The society is always, however, at odds with the tendency of men to form a sub-society of misers at the top levels of the ruling caste that will not be able to recognize that power is slowly corrupting their decisions.  The misers will want to hold and paralyze the very capital that makes the republic great and gives vitality to the labor force that helped build the misers’ fortune;  in essence the misers are blinded by their own greed and act against their best interest and the best interest of the sovereign.  If the power of the ruling caste becomes strong enough to pervert the law to favor the monopolies that naturally form amongst the nation’s industries, the labor that created the wealth will begin to decay in proportion to the wealth paralyzed by the greed of this ruling class.  If the trend of corruption continues for too long, too much wealth will be paralyzed by the few and the many will rise up for their deserved justice and a revolution will press the reset button on a failed republic; the pyramid collapses.  The worst travesty resulting from this natural cycle is that men of wealth never feel any pain as their short-sighted decisions slowly destroy families in lesser castes.  Remember that providence is bestowed upon men irrespective of their wealth, as discussed in letter#98.  Therefore, some of those families who are immoral in the wealthiest caste are destroying  some of those with providential morals in the lesser castes.  This is, unfortunately, a sad twist of fate that has been the natural order of men since the beginning of time.

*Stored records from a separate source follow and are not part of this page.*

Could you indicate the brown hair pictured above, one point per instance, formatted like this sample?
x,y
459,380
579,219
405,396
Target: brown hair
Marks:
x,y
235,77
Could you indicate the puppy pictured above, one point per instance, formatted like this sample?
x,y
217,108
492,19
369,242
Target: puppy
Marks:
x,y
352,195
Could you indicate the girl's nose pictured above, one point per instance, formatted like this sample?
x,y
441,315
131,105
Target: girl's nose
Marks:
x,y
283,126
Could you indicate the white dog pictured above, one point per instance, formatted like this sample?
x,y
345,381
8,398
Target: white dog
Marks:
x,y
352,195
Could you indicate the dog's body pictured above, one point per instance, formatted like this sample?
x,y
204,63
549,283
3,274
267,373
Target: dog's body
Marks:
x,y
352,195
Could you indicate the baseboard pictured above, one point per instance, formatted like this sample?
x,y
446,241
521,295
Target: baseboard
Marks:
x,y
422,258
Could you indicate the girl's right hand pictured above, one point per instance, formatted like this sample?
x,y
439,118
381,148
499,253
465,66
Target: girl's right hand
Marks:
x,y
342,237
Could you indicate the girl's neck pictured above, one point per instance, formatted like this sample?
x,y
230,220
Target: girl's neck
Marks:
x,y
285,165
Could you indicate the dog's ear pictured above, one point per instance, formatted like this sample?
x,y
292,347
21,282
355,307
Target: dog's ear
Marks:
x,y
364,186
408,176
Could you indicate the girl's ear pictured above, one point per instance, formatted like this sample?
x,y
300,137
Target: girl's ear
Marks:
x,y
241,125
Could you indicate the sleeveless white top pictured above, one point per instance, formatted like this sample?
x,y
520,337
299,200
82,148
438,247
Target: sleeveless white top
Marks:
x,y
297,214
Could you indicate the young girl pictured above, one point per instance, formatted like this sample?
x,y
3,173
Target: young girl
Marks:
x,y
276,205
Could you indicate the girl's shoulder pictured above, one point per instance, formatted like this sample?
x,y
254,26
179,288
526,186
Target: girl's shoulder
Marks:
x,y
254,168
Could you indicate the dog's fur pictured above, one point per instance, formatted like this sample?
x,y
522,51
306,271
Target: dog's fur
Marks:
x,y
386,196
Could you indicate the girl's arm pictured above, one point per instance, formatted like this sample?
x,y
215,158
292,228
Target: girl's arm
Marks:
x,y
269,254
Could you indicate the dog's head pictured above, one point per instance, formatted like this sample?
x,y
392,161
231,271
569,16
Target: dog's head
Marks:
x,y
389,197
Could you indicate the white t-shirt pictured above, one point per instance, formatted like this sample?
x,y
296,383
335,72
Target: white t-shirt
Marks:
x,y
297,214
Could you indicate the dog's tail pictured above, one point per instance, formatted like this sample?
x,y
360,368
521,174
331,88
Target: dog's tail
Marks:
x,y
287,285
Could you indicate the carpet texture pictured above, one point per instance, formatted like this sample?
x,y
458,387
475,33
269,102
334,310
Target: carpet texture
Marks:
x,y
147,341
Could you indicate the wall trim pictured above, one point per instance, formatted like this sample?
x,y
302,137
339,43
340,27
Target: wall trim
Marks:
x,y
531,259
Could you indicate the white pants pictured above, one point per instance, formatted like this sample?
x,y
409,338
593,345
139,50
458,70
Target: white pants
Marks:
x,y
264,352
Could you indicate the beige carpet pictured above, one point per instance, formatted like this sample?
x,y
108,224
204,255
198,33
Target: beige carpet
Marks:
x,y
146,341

These thoughts had been around since the dawn of man but were starting to percolate as a scientific field of study in the 18th century thanks to Montesquieu.  Adam Smith would take these nuggets of brilliance from Montesquieu and run with them as he would soon write the Wealth of Nations.  This is great foundational stuff for any aspiring economists to remember.  The moralistic problems associated with slavery are deep and complicated and can fill books.  This post, however, is only aimed at understanding the power of liberty on industriousness.

The monkey wrench for mankind always seems to come in when you remember that humans cannot obey the Ten Commandments and are powerless against the seven deadly sins.  Societies are constantly rising and falling just like Karl Marx told us they would and for the exact reasons he told us they would.  It’s not because of Capitalism being right or Communism being wrong or any other ‘ism’ you can think of, it’s because man has not yet been able to write and enforce laws that can separate power from those who would abuse it.  In fact, no human being has the ability to wield power without being corrupted by it.  Montesquieu and Smith gave us some great instructions to work with, but mankind’s desire to build totem poles runs deep in our DNA as part of our survival mechanism.  I consider Montesquieu a kindred spirit and believe he arrived at many of the same conclusions I have, the most important of which being that the separation of power is tantamount for our species’ laws.

When I read Alan McFarlane’s works and see his videos on youtube, I believe Montesquieu had a profound effect on him.  Alan seems to focus his most esteemed praise on de Tocqueville and Weber, but he does give Montesquieu some very high compliments.  I’m very thankful someone put Alan’s lectures out on youtube so a guy from Detroit who could never afford to attend Cambridge can learn from the best about people like Montesquieu.

When Montesquieu said “il faut pleurer les hommes à leur naissance, et non pas à leur mort”, I don’t think he was being negative, I think he was being a comic genius no different than Larry David.  Montesquieu’s vision into the truth about what makes a society tick is perhaps unparalleled and is why I continue to refer to him as the father of sociology throughout this post series.